Институциональные изменения происходят медленно, но они возможны. В экономической сфере реформы начала 90-х годов уже произвели кардинальные изменения институтов: введение свободных цен, конкурентного рынка, частной собственности. Россия получила возможность уйти от традиционного, усиленного советской властью института «власть – собственность» и уже далеко продвинулась по пути наиболее развитых процветающих стран. Что касается демократии, то здесь достижения более скромные, а в последнее время возникают опасения по поводу возможности закрепления авторитарных тенденций. Но, вероятнее всего, будет действовать механизм маятника: усиление авторитаризма при сохранении и развитии свободной открытой экономики рано или поздно вызовет обратную реакцию.
Нельзя сказать, что все либералы и демократы столь оптимистичны. Некоторые полагают, что «управляемая демократия», переходящая в авторитаризм, таит в себе угрозу закрепиться надолго в силу ее близости российской исторической традиции. Это повлекло бы за собой ограничение возможностей развития и растущее отставание страны.
Опасения вызывает также то, что на каждом шагу мы сталкиваемся не с реальными позитивными институциональными изменениями, а с их имитацией и с негативными прецедентами. Имитируется все: демократия, конкурентный рынок, правосудие, гражданское общество, права человека. За этим скрываются практики, характерные для советского, а то и дореволюционного прошлого (Левада 2003: 9). То же явление можно понимать как преждевременное введение формальных институтов и дальнейшее длительное их усвоение или отторжение, которое происходит в процессе формирования неформальных институтов и социальных практик, более соответствующих принятым нормам. Но так или иначе, основное содержание этой позиции состоит в том, что формирование в России институтов рыночной экономики и политической демократии возможно.

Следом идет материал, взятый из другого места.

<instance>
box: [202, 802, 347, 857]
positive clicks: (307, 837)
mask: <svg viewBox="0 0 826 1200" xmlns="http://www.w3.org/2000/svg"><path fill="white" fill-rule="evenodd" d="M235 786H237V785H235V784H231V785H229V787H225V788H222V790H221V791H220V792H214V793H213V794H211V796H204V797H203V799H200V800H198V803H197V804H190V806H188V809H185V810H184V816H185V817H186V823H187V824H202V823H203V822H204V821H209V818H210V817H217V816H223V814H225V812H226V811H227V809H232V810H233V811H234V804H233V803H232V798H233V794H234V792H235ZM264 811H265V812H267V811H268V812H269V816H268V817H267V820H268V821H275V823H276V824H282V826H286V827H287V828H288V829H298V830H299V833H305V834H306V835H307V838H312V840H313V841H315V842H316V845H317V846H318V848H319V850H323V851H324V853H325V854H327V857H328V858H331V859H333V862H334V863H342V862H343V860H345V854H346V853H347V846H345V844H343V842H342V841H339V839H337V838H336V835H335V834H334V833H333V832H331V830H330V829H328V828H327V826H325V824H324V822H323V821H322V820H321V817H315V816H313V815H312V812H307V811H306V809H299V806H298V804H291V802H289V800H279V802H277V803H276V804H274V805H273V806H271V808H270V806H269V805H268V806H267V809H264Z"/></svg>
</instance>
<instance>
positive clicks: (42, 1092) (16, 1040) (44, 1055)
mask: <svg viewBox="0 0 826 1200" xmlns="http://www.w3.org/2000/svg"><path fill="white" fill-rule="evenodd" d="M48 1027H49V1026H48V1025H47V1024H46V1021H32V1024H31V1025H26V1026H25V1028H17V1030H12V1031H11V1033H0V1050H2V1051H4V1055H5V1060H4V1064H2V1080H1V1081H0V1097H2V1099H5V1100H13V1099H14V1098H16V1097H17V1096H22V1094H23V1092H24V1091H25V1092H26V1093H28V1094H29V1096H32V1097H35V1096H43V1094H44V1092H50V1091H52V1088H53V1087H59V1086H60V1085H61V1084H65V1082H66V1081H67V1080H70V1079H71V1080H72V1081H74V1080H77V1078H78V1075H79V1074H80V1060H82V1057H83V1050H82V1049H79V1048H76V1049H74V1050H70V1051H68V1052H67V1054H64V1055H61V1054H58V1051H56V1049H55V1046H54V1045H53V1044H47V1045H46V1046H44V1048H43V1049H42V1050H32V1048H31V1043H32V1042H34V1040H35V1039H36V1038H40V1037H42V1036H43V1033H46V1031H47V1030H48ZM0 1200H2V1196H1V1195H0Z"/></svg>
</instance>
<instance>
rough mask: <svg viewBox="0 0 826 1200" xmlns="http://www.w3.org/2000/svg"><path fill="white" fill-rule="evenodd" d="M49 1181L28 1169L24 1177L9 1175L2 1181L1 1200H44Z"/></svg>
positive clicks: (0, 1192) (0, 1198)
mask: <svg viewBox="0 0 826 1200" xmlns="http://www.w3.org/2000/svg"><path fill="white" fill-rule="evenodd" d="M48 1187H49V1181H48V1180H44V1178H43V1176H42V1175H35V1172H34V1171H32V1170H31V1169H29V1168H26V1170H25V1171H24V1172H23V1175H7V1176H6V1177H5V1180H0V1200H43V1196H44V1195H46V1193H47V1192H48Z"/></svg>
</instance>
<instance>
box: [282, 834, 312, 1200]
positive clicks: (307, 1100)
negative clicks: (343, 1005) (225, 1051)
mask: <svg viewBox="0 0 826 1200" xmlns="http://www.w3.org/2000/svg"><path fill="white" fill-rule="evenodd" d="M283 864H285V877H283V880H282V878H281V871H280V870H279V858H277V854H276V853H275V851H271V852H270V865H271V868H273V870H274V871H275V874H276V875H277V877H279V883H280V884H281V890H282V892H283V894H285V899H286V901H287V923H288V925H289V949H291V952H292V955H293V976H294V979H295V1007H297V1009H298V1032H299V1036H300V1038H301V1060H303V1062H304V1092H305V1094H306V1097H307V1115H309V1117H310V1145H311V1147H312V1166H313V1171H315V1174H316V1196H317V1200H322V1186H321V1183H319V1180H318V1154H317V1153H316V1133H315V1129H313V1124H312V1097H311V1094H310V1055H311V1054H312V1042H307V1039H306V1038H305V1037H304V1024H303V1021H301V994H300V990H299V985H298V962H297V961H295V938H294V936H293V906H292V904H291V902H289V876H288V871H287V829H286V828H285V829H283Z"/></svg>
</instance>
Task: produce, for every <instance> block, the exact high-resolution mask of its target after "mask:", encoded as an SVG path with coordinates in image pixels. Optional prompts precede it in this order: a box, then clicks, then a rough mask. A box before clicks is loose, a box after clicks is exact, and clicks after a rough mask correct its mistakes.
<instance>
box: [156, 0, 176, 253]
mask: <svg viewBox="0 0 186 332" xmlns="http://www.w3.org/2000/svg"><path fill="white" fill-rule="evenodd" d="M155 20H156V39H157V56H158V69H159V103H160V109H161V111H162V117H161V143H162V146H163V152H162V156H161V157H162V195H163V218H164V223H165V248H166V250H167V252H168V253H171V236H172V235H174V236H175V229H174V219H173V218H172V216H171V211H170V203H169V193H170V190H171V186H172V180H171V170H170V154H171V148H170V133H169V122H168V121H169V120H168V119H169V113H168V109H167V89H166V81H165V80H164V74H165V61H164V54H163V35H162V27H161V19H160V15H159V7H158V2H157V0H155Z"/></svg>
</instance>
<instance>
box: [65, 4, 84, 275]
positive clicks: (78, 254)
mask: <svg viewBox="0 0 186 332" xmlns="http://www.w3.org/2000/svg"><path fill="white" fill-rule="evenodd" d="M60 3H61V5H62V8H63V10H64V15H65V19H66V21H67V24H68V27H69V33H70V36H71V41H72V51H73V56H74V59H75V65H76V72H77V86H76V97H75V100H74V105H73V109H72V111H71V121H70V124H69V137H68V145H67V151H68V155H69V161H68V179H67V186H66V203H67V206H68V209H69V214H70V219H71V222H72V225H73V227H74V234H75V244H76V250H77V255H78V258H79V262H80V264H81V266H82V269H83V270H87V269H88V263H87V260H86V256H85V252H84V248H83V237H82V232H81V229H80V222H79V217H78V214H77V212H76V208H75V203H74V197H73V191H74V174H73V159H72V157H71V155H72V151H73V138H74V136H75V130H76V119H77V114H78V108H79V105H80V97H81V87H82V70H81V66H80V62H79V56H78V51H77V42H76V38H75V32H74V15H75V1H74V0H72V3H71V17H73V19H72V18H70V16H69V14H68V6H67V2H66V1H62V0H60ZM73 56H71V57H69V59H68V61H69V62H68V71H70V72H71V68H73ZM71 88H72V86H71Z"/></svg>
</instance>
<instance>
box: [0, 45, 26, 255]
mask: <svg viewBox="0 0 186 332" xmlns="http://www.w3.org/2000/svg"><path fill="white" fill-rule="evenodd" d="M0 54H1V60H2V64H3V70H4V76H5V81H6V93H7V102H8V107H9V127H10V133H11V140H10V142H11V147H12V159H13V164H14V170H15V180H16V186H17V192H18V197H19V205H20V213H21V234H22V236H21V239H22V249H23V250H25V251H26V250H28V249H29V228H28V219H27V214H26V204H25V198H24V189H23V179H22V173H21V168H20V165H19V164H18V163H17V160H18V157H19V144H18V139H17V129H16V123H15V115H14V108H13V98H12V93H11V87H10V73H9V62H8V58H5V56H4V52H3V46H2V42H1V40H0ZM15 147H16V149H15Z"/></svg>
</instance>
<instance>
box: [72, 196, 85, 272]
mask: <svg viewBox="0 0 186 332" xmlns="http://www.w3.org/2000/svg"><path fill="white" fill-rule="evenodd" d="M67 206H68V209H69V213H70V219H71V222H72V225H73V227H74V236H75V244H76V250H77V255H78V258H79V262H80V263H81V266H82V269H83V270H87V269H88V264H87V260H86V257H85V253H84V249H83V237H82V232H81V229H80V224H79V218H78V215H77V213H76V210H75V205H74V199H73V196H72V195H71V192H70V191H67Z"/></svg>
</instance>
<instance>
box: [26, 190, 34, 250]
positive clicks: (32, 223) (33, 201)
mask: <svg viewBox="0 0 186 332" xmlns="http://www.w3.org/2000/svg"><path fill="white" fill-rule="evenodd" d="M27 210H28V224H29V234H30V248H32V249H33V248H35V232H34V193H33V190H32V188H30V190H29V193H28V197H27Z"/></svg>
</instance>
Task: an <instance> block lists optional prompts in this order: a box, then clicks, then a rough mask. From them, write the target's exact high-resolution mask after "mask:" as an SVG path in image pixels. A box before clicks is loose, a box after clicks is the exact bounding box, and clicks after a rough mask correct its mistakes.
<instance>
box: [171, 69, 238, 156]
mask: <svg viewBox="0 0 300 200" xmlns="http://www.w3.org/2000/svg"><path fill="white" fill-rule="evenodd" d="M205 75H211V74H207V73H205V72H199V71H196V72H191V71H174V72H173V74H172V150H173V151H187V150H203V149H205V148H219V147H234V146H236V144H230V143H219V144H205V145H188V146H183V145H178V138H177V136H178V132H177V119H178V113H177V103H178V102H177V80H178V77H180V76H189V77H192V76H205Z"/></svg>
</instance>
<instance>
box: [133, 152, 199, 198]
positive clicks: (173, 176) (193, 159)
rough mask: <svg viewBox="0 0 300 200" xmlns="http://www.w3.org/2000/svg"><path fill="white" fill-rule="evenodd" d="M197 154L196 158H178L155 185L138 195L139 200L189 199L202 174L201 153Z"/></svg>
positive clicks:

Суть ее в том, что Россия не может быть настоящей демократической страной с рыночной экономикой, так как ей имманентно присуща иная «институциональная матрица». Реформы, если и нужны, должны быть направлены не на усвоение западных институтов и ценностей, а на совершенствование исконно русских институтов. У России свой, особый путь, западные же институты не принесут ей пользы. Среди серьезных исследований наиболее последовательно эта позиция представлена О. Бессоновой и С. Кирдиной. Опираясь на известные работы К. Поланьи, относящиеся еще к 1940-м годам (Поланьи 2002), Бессонова рассматривает жизнеспособные «раздаточные» и дистрибутивные экономики с высокой ролью государства и без рыночных отношений (Бессонова 1999). Кирдина считает, что России, как и другим странам Востока, присуща институциональная матрица, включающая авторитарную государственную власть, раздаточную экономику и коммунитарную идеологию (Кирдина 2001; Кирдина 2004а; Кирдина 2004б). Согласно этим концепциям, наблюдаемые тенденции возрождения в России элементов советской системы закономерны и будут усиливаться (Заславская 2004: 29). Либеральные реформы чужды русскому национальному характеру, который будет воссоздавать, хоть и в новых формах, авторитаризм. Ясно, что с этой точки зрения демократия в России не приживется никогда.
Известно, что подобных взглядов придерживаются не только названные авторы, но и многие политики, не всегда афиширующие свои истинные убеждения, а также профессиональные «патриоты». А. Зиновьев, на чью книгу «Зияющие высоты» как на блестящее обоснование несостоятельности советской системы в 70-х годах молилась советская либеральная интеллигенция, ныне сделал поворот на 180 градусов. Теперь именно ту систему он считает наиболее подходящей для России, а либеральные реформы и изменения в жизни общества, пришедшие с ними, – «деградацией, разрушением всех основ жизни народа» (Зиновьев 1996: 57).
Рыночные реформы и демократия в России признаются необходимыми, но они могут быть успешными только при эволюционном развитии, с учетом особенностей национальной культуры, менталитета народа, традиционных институтов. То, что было сделано, сделано неправильно, привело к деградации или по меньшей мере не принесло никаких существенных изменений. Именно из-за того, как проводились реформы, как строилась внутренняя политика в 90-е годы, сегодня возрождается авторитаризм, а судьба демократии в России поставлена под угрозу.
Р. Нуреев: «Сегодня российское общество оказалось дальше от западной институциональной правовой свободы, чем накануне реформ» (Нуреев 2001: 41).
Л. Григорьев: «Неизбежным результатом гайдаровско-ельцинской „модернизации“ стал достойный занесения в Книгу рекордов Гиннесса небывалый для мирного времени обвальный кризис… По сути дела, это была политика „антимодернизации, отбросившая Россию на несколько десятилетий назад“».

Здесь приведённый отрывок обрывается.